1812 – Deuxième Bulletin de la Grande Armée
Wilkowiski[1], le 22 Juin, 1812.
Tout moyen de s’entendre entre les deux Empires, devenait impossible, l’esprit qui dominait le cabinet russe le précipita à la guerre. Le général Narbonne, aide-de-camp de l’Empereur, fut envoyé à Vilna et ne put y séjourner que peu de jours. On acquérait la preuve que la sommation arrogante et tout-à-fait extraordinaire qu’avait présentée le prince Kourakine[2], où il déclara[3] ne vouloir entrer dans aucune explication, que la France n’eût évacué le territoire de ses propres alliés, pour les livrer à la discrétion de la Russie, était le sine qua non de ce cabinet, et il s’en vantait auprès des puissances étrangères.
Le 1er corps se porta sur la Pregel. Le prince d’Eckmühl eut son quartier-général le 11 Juin à Königsberg[4].
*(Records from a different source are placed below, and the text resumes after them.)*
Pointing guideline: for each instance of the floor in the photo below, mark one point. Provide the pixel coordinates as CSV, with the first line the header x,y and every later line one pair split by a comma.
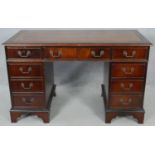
x,y
77,105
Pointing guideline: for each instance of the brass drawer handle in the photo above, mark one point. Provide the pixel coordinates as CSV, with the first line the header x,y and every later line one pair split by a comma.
x,y
24,54
25,72
27,88
59,54
123,102
128,71
125,53
126,88
28,101
93,53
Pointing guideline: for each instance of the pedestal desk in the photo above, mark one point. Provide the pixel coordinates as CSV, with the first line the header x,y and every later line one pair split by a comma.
x,y
31,54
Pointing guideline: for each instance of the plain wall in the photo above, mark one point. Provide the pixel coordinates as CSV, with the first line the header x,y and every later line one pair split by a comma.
x,y
76,72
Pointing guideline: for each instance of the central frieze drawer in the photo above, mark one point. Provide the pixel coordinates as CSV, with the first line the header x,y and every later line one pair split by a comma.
x,y
24,70
99,53
128,69
60,53
26,85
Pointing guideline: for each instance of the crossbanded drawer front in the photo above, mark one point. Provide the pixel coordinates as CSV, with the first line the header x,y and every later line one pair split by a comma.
x,y
128,69
60,53
130,53
126,101
28,100
94,53
24,53
24,70
133,86
26,85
Le maréchal duc de Reggio, commandant le 2e corps, eut son quartier général à Vehlau ; le maréchal duc d’Elchingen, commandant le 3e corps, à Soldapp; le prince vice-roi, à Rastenburg; le roi de Westphalie, à Varsovie; le prince Poniatowski, à Pultusk; l’Empereur porta son quartier général le 12 sur la Pregel à Königsberg, le 17 à Justerburg, le 19 à Gumbinnen[5].
Un léger espoir de s’entendre existait encore. L’Empereur avait donné au comte de Lauriston l’instruction de se rendre auprès de l’Empereur Alexandre, ou de son ministre des affaires étrangères, et de voir s’il n’y aurait pas moyen de revenir sur la sommation du prince Kourakine, et de concilier l’honneur de la France et l’intérêt de se» alliés avec l’ouverture des négociations.
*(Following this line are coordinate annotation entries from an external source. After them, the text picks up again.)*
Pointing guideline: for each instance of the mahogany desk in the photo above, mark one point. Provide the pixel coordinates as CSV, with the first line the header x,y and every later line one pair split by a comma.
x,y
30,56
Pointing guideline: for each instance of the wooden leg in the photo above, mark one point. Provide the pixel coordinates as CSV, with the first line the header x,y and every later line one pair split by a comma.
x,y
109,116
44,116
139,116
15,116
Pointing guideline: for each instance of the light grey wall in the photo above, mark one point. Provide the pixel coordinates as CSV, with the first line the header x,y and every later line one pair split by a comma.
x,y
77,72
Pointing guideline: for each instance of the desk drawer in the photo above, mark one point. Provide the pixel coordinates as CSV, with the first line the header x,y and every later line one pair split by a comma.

Le même esprit qui régnait dans le cabinet russe empêcha, sous différents prétextes, le comte de Lauriston de remplir sa mission; et l’on vit pour la première fois un ambassadeur ne pouvoir approcher ni le souverain ni son ministre dans des circonstances aussi importantes. Le secrétaire de légation Prévost apporta ces nouvelles à Gumbinnen; et l’Empereur donna l’ordre de marcher pour passer le Niémen : « Les vaincus, dit-il, prennent le ton de vainqueurs; la fatalité les entraîne, que les destins s’accomplissent. »
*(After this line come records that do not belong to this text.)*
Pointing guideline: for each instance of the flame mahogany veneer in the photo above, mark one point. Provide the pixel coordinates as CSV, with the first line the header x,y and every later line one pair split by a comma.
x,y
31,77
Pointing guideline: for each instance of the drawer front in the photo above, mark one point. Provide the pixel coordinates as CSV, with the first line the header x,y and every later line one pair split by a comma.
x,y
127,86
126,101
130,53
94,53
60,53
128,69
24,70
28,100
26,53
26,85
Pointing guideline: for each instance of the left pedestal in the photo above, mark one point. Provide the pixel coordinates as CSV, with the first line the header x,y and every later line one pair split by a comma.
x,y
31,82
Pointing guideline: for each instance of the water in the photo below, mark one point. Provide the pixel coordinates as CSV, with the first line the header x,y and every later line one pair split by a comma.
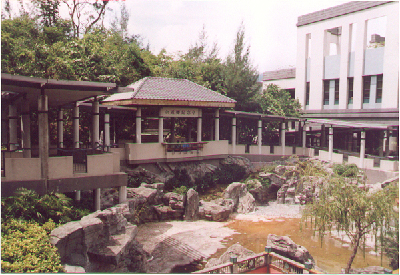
x,y
331,257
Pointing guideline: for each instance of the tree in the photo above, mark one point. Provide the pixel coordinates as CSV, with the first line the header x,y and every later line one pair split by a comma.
x,y
240,77
346,207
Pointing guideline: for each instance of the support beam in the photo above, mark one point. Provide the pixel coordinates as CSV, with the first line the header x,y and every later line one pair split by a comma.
x,y
107,130
76,125
259,136
60,128
12,124
43,122
26,130
96,198
217,125
233,135
139,125
95,124
283,137
330,143
362,149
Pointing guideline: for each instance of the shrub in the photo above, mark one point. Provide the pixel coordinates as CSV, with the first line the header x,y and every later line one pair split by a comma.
x,y
25,248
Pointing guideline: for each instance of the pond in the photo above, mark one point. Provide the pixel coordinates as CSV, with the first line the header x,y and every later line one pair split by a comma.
x,y
331,257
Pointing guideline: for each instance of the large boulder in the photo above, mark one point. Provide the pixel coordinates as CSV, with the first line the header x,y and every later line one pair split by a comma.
x,y
239,251
284,246
192,206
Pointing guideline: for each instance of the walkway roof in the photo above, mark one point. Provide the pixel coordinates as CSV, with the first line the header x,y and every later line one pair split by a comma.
x,y
169,91
59,92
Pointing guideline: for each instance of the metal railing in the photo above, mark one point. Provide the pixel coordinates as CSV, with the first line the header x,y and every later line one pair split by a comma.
x,y
184,147
268,260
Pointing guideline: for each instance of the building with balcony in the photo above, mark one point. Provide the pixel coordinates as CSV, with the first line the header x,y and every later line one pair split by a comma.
x,y
347,80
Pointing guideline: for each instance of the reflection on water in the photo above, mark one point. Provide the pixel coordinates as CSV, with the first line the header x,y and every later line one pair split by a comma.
x,y
331,257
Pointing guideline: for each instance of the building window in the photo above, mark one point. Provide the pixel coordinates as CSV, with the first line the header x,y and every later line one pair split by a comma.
x,y
379,82
366,88
336,91
326,92
350,82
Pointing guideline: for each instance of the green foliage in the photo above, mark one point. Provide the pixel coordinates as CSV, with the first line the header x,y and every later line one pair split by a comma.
x,y
25,248
346,170
28,205
346,207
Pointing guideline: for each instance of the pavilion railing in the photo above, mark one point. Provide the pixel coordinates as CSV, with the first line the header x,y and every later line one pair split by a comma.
x,y
269,260
183,147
S. M. fit mettre à l’ordre de l’armée la proclamation suivante :
» Soldats,
« La seconde guerre de Pologne est commencée. La première s’est terminée à Friedland et à Tilsitt. A Tilsitt, la Russie a juré éternelle alliance à la France, et guerre à l’Angleterre. Elle viole aujourd’hui ses serments. Elle ne veut donner aucune explication de son étrange conduite que les aigles françaises n’aient repassé, le Rhin, laissant par-là nos alliés à sa discrétion. La Russie est entraînée par la fatalité ! Ses destins doivent s’accomplir. Nous croirait-elle donc dégénérée ? Ne serions-nous donc plus les soldats d’Austerlitz ? Elle nous place entre le déshonneur et la guerre. Le choix ne saurait être douteux, marchons donc en avant ! Passons le Niémen ! Portons la guerre sur son territoire. La seconde guerre de Pologne sera glorieuse aux armes françaises, comme la première ; mais la paix que nous conclurons portera avec elle sa garantie, et mettra un terme à cette orgueilleuse influence que la Russie a exercée depuis cinquante ans sur les affaires de l’Europe.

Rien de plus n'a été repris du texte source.